Designed for Failure
Kirby's Korner · September 3, 1999

Some day, every one of us is going to own a Web site.

That, at least, was the promise of the Web when it first started. Before it became overly commercialized, people talked about the Web as a way to share interests and knowledge among everyday folk, on topics ranging from hobbies to family life.

We still see much of this today, with every major Web portal from America Online to Excite rushing to let members put up their own sites. Some companies -- GeoCities, now owned by Yahoo!, to name one -- have made a business of doing nothing else.

But before we get too far down this path, we all need to think carefully about how we'll handle inevitable issues of design and communication that pop up. In many ways, the Web today is not a pretty place.

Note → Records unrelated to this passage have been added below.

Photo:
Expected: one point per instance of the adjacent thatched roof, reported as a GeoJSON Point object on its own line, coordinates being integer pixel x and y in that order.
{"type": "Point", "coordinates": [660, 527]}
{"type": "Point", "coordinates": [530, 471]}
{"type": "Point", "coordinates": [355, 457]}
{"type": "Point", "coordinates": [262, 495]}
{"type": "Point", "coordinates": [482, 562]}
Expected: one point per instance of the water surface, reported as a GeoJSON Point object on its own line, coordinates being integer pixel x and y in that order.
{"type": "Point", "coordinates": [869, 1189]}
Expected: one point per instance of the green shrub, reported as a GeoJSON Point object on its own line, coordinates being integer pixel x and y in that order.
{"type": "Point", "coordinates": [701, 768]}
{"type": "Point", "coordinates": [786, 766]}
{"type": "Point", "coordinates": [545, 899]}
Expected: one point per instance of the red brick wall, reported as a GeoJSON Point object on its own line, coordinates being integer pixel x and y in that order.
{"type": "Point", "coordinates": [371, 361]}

A number of events got me thinking about this subject this week. There was an argument at work over the practice of many companies, churches, and organizations buying desktop publishing software for people without any design training or awareness and expecting crisply, professionally produced results.

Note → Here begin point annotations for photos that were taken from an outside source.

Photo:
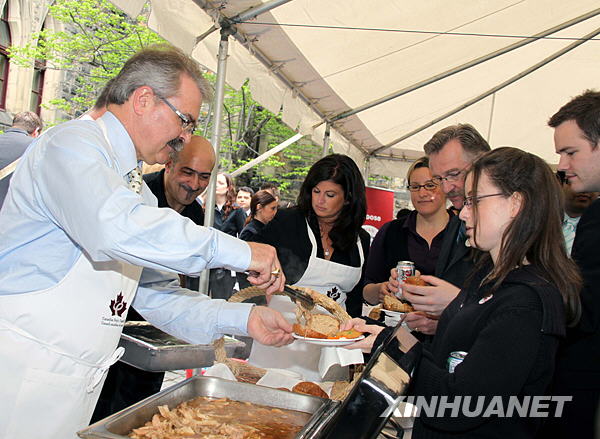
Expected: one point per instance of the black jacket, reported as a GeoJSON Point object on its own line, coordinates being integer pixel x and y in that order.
{"type": "Point", "coordinates": [288, 234]}
{"type": "Point", "coordinates": [510, 339]}
{"type": "Point", "coordinates": [455, 261]}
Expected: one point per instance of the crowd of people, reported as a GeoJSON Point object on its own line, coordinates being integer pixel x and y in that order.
{"type": "Point", "coordinates": [507, 247]}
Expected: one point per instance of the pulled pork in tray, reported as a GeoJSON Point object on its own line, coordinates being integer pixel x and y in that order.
{"type": "Point", "coordinates": [222, 418]}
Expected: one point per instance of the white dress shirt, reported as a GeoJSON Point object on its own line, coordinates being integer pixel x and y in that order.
{"type": "Point", "coordinates": [65, 199]}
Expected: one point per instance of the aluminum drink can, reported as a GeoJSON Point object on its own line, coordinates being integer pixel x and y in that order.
{"type": "Point", "coordinates": [455, 359]}
{"type": "Point", "coordinates": [405, 269]}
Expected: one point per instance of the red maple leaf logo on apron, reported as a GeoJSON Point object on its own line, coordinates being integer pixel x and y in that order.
{"type": "Point", "coordinates": [118, 306]}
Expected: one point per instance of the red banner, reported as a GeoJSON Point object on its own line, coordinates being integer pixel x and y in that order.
{"type": "Point", "coordinates": [380, 208]}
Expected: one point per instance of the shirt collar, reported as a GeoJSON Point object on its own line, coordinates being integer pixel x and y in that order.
{"type": "Point", "coordinates": [568, 219]}
{"type": "Point", "coordinates": [121, 143]}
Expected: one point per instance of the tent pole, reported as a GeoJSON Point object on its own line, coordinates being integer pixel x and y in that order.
{"type": "Point", "coordinates": [266, 155]}
{"type": "Point", "coordinates": [492, 108]}
{"type": "Point", "coordinates": [367, 169]}
{"type": "Point", "coordinates": [326, 140]}
{"type": "Point", "coordinates": [465, 66]}
{"type": "Point", "coordinates": [209, 204]}
{"type": "Point", "coordinates": [488, 92]}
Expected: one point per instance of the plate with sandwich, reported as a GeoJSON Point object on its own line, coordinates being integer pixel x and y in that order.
{"type": "Point", "coordinates": [324, 330]}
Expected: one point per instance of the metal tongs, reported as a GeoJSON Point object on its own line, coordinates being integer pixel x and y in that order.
{"type": "Point", "coordinates": [297, 295]}
{"type": "Point", "coordinates": [292, 293]}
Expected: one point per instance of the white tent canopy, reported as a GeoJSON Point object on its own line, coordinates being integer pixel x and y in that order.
{"type": "Point", "coordinates": [319, 59]}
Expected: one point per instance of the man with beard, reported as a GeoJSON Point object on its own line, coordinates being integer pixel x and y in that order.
{"type": "Point", "coordinates": [184, 177]}
{"type": "Point", "coordinates": [82, 239]}
{"type": "Point", "coordinates": [575, 204]}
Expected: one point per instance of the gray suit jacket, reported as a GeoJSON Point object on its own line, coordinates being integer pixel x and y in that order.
{"type": "Point", "coordinates": [13, 144]}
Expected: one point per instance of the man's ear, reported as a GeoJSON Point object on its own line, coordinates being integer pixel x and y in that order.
{"type": "Point", "coordinates": [142, 99]}
{"type": "Point", "coordinates": [516, 203]}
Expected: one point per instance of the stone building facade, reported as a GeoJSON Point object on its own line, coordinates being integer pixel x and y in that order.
{"type": "Point", "coordinates": [26, 88]}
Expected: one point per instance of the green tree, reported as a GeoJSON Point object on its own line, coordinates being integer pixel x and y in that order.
{"type": "Point", "coordinates": [97, 40]}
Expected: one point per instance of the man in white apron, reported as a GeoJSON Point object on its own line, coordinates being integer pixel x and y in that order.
{"type": "Point", "coordinates": [79, 224]}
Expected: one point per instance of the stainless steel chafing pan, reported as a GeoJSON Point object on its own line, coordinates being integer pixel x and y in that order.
{"type": "Point", "coordinates": [120, 424]}
{"type": "Point", "coordinates": [153, 350]}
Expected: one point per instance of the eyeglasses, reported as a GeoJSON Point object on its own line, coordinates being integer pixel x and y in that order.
{"type": "Point", "coordinates": [469, 201]}
{"type": "Point", "coordinates": [429, 186]}
{"type": "Point", "coordinates": [451, 176]}
{"type": "Point", "coordinates": [187, 123]}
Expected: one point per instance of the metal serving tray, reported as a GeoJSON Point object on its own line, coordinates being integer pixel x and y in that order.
{"type": "Point", "coordinates": [153, 350]}
{"type": "Point", "coordinates": [120, 424]}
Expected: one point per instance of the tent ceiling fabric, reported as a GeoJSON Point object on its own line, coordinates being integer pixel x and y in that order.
{"type": "Point", "coordinates": [340, 69]}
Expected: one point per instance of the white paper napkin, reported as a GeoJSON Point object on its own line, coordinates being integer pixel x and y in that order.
{"type": "Point", "coordinates": [331, 356]}
{"type": "Point", "coordinates": [278, 378]}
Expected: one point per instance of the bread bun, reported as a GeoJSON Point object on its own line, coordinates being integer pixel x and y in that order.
{"type": "Point", "coordinates": [415, 280]}
{"type": "Point", "coordinates": [349, 333]}
{"type": "Point", "coordinates": [308, 388]}
{"type": "Point", "coordinates": [323, 323]}
{"type": "Point", "coordinates": [304, 331]}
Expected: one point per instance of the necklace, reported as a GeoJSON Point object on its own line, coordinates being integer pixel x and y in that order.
{"type": "Point", "coordinates": [325, 242]}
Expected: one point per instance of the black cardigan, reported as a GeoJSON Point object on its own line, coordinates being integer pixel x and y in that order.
{"type": "Point", "coordinates": [511, 341]}
{"type": "Point", "coordinates": [288, 234]}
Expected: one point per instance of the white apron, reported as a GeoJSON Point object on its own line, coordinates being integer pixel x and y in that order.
{"type": "Point", "coordinates": [326, 277]}
{"type": "Point", "coordinates": [56, 346]}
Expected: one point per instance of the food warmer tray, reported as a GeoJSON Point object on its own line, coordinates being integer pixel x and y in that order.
{"type": "Point", "coordinates": [153, 350]}
{"type": "Point", "coordinates": [120, 424]}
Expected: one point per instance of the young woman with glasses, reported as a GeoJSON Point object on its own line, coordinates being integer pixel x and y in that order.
{"type": "Point", "coordinates": [497, 341]}
{"type": "Point", "coordinates": [416, 238]}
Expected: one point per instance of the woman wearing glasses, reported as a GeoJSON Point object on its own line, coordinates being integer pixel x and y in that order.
{"type": "Point", "coordinates": [497, 340]}
{"type": "Point", "coordinates": [416, 238]}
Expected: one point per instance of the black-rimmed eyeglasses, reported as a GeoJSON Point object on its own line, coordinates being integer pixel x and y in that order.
{"type": "Point", "coordinates": [429, 186]}
{"type": "Point", "coordinates": [469, 201]}
{"type": "Point", "coordinates": [187, 123]}
{"type": "Point", "coordinates": [451, 176]}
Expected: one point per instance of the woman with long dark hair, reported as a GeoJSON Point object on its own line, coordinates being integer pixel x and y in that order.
{"type": "Point", "coordinates": [498, 339]}
{"type": "Point", "coordinates": [321, 245]}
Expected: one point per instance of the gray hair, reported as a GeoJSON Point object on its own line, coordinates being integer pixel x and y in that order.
{"type": "Point", "coordinates": [28, 121]}
{"type": "Point", "coordinates": [472, 142]}
{"type": "Point", "coordinates": [158, 67]}
{"type": "Point", "coordinates": [421, 162]}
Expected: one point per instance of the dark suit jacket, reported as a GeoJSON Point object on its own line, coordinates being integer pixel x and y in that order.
{"type": "Point", "coordinates": [13, 144]}
{"type": "Point", "coordinates": [579, 358]}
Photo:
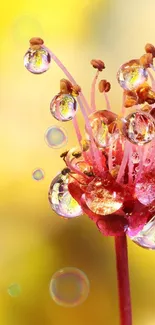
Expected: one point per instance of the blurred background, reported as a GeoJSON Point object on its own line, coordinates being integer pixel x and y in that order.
{"type": "Point", "coordinates": [34, 241]}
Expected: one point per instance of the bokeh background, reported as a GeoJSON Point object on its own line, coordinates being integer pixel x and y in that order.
{"type": "Point", "coordinates": [35, 242]}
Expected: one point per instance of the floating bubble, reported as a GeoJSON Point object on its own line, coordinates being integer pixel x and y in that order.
{"type": "Point", "coordinates": [56, 137]}
{"type": "Point", "coordinates": [103, 197]}
{"type": "Point", "coordinates": [69, 287]}
{"type": "Point", "coordinates": [104, 127]}
{"type": "Point", "coordinates": [38, 174]}
{"type": "Point", "coordinates": [145, 188]}
{"type": "Point", "coordinates": [139, 128]}
{"type": "Point", "coordinates": [37, 61]}
{"type": "Point", "coordinates": [14, 290]}
{"type": "Point", "coordinates": [61, 200]}
{"type": "Point", "coordinates": [146, 237]}
{"type": "Point", "coordinates": [63, 107]}
{"type": "Point", "coordinates": [131, 75]}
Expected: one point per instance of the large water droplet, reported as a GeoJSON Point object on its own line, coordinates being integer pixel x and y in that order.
{"type": "Point", "coordinates": [69, 287]}
{"type": "Point", "coordinates": [146, 237]}
{"type": "Point", "coordinates": [131, 75]}
{"type": "Point", "coordinates": [103, 197]}
{"type": "Point", "coordinates": [145, 188]}
{"type": "Point", "coordinates": [37, 61]}
{"type": "Point", "coordinates": [61, 200]}
{"type": "Point", "coordinates": [139, 128]}
{"type": "Point", "coordinates": [63, 107]}
{"type": "Point", "coordinates": [104, 128]}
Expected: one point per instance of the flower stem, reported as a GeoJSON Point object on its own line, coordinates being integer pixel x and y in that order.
{"type": "Point", "coordinates": [123, 280]}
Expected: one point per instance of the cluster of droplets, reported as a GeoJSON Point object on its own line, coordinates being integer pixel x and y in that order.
{"type": "Point", "coordinates": [115, 162]}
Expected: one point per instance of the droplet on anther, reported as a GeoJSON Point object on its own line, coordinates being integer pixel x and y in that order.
{"type": "Point", "coordinates": [131, 74]}
{"type": "Point", "coordinates": [63, 107]}
{"type": "Point", "coordinates": [139, 128]}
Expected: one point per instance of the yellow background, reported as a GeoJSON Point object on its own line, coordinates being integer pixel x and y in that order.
{"type": "Point", "coordinates": [34, 242]}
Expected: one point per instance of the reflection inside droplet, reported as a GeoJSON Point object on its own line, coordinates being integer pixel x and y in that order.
{"type": "Point", "coordinates": [69, 287]}
{"type": "Point", "coordinates": [56, 137]}
{"type": "Point", "coordinates": [14, 290]}
{"type": "Point", "coordinates": [38, 174]}
{"type": "Point", "coordinates": [146, 237]}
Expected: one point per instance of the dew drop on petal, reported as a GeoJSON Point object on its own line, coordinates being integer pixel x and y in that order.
{"type": "Point", "coordinates": [14, 290]}
{"type": "Point", "coordinates": [145, 188]}
{"type": "Point", "coordinates": [63, 107]}
{"type": "Point", "coordinates": [69, 287]}
{"type": "Point", "coordinates": [61, 200]}
{"type": "Point", "coordinates": [37, 61]}
{"type": "Point", "coordinates": [139, 128]}
{"type": "Point", "coordinates": [103, 198]}
{"type": "Point", "coordinates": [104, 128]}
{"type": "Point", "coordinates": [56, 137]}
{"type": "Point", "coordinates": [146, 237]}
{"type": "Point", "coordinates": [38, 174]}
{"type": "Point", "coordinates": [131, 75]}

There was a visit to online retailer eBags, which lists product categories in blue type on a Navy background -- a scheme that looks fine on my Gateway monitor at home but was unreadable on a Macintosh monitor at work.

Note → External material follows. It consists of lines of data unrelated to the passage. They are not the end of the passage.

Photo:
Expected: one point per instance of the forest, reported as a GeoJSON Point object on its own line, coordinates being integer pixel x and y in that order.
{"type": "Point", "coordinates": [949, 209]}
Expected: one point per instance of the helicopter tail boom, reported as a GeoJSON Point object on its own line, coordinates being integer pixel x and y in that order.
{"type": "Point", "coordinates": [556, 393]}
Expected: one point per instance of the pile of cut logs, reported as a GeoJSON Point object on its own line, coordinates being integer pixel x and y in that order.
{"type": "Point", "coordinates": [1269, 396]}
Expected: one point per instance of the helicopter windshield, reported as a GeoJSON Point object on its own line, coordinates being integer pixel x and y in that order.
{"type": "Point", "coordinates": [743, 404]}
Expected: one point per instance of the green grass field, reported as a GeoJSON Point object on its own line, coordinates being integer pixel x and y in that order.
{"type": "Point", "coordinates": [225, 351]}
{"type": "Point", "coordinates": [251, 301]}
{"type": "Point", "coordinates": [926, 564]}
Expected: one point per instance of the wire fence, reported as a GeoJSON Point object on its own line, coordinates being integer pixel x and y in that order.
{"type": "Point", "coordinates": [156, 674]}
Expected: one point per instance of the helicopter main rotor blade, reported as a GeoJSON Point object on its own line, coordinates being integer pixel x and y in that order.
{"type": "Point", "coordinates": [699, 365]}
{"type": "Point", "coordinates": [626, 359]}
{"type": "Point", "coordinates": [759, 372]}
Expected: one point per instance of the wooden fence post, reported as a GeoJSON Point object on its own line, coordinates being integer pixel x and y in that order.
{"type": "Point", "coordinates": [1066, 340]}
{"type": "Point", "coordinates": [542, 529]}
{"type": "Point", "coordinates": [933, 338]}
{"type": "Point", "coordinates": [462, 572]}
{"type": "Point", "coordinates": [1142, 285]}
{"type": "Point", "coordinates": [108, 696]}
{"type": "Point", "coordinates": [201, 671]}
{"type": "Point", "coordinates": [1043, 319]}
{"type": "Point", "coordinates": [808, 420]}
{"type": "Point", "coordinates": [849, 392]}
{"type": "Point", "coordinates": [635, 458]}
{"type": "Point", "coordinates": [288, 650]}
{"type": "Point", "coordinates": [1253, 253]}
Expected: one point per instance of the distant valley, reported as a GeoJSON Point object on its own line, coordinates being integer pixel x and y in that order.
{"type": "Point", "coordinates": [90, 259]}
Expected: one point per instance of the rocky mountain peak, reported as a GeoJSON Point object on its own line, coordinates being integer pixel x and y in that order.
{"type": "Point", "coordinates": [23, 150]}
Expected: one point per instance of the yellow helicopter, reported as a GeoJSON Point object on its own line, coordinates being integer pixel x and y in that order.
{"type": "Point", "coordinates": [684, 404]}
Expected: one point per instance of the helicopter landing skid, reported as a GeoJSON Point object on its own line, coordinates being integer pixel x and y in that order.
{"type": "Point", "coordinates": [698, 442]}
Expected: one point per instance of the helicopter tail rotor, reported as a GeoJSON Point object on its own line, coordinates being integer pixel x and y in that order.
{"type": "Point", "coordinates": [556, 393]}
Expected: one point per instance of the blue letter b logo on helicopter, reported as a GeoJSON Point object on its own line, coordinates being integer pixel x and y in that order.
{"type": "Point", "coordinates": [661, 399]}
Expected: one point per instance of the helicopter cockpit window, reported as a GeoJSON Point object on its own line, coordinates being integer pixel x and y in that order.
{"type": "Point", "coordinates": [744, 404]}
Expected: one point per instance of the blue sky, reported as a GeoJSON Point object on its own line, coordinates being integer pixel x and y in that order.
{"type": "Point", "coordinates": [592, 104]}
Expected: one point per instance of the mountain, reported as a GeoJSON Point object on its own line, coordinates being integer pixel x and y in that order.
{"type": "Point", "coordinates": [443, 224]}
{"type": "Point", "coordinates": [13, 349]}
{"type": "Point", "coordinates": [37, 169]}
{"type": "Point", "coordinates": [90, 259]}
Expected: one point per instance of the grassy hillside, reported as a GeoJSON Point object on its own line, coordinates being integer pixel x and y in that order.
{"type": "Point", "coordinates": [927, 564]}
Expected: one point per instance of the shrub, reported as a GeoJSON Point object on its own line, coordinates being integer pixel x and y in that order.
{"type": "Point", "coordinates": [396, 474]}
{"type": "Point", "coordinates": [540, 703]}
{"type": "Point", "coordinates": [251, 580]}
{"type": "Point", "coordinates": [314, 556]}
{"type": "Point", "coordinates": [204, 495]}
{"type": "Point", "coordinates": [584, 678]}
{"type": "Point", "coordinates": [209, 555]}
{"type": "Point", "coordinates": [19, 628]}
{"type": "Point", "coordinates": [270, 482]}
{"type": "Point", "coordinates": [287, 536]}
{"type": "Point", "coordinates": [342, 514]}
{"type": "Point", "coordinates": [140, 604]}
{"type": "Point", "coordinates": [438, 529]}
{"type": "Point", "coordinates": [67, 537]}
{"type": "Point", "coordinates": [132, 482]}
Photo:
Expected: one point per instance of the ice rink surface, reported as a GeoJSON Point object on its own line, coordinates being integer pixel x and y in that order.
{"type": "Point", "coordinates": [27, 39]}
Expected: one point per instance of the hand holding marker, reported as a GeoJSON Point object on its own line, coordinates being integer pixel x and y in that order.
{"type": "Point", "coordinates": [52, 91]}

And a colleague forwarded to me the Web address of a page from the Canadian Canoe site. It discusses travel Web sites and human interface issues, but uses "high ASCII" characters to do so without translating the characters into standard HTML characters, making the article nearly unreadable by the end.

Everywhere you turn on the Web you can find something to dislike, whether simple design issues or decisions made about a site's approach that are simply irritating. Take the American Airlines Web site. If you're not a member of the company's AAdvantage frequent flier plan, you don't feel welcome at the site.

Or take the Web site for the giant travel agency Rosenbluth International. It has one of those opening screens that serves no purpose; a Rosenbluth logo turns into a globe, and then the site automatically transfers you to where the real information starts.

(Sometimes this type of design is used to load Java or ActiveX applets, or scripts, in the background; that doesn't appear to be the case at Rosenbluth.)

Using the press release services PR Newswire and BusinessWire can be a chore. Both continually reload an advertisement from the same handful of choices each time you move to a new page. The ads aren't cached, requiring a completely new download with each click. Worse yet, the ads have nothing to do with the topic of the page being examined, insuring that only by the luck of the draw will the ad be of any interest to the person doing the looking.

I can't begin to count the number of times I have sent e-mail to a Web site -- using the only contact method the site provides -- asking for information in preparation for an article, only to never receive a response. (Soon after its site went live, I e-mailed the Disney site. A year later, almost to the day, I received a response. I'm still waiting on others.)

Let me be fair. There are sites around I like. I use the Internet Travel Network site for bookings because it started with a clean, simple approach and has not changed. Other booking engines have improved since they started, but I haven't seen a need to change.

And as much as I preach "simpler is better," I can be swayed. One of the most technologically challenging Web sites ever devised was Microsoft's Mungo Park, which required browser plug-ins of every type imaginable to take visitors on adventure travel around the world. But the site's content was worth the effort needed to view it, something that can't be said of many high-tech efforts.

Still, Mungo Park failed. With high costs for technology and high costs for travel to exotic locales, Microsoft couldn't attract the advertising necessary to support the site. Even Microsoft, it appears, can learn a lesson or two.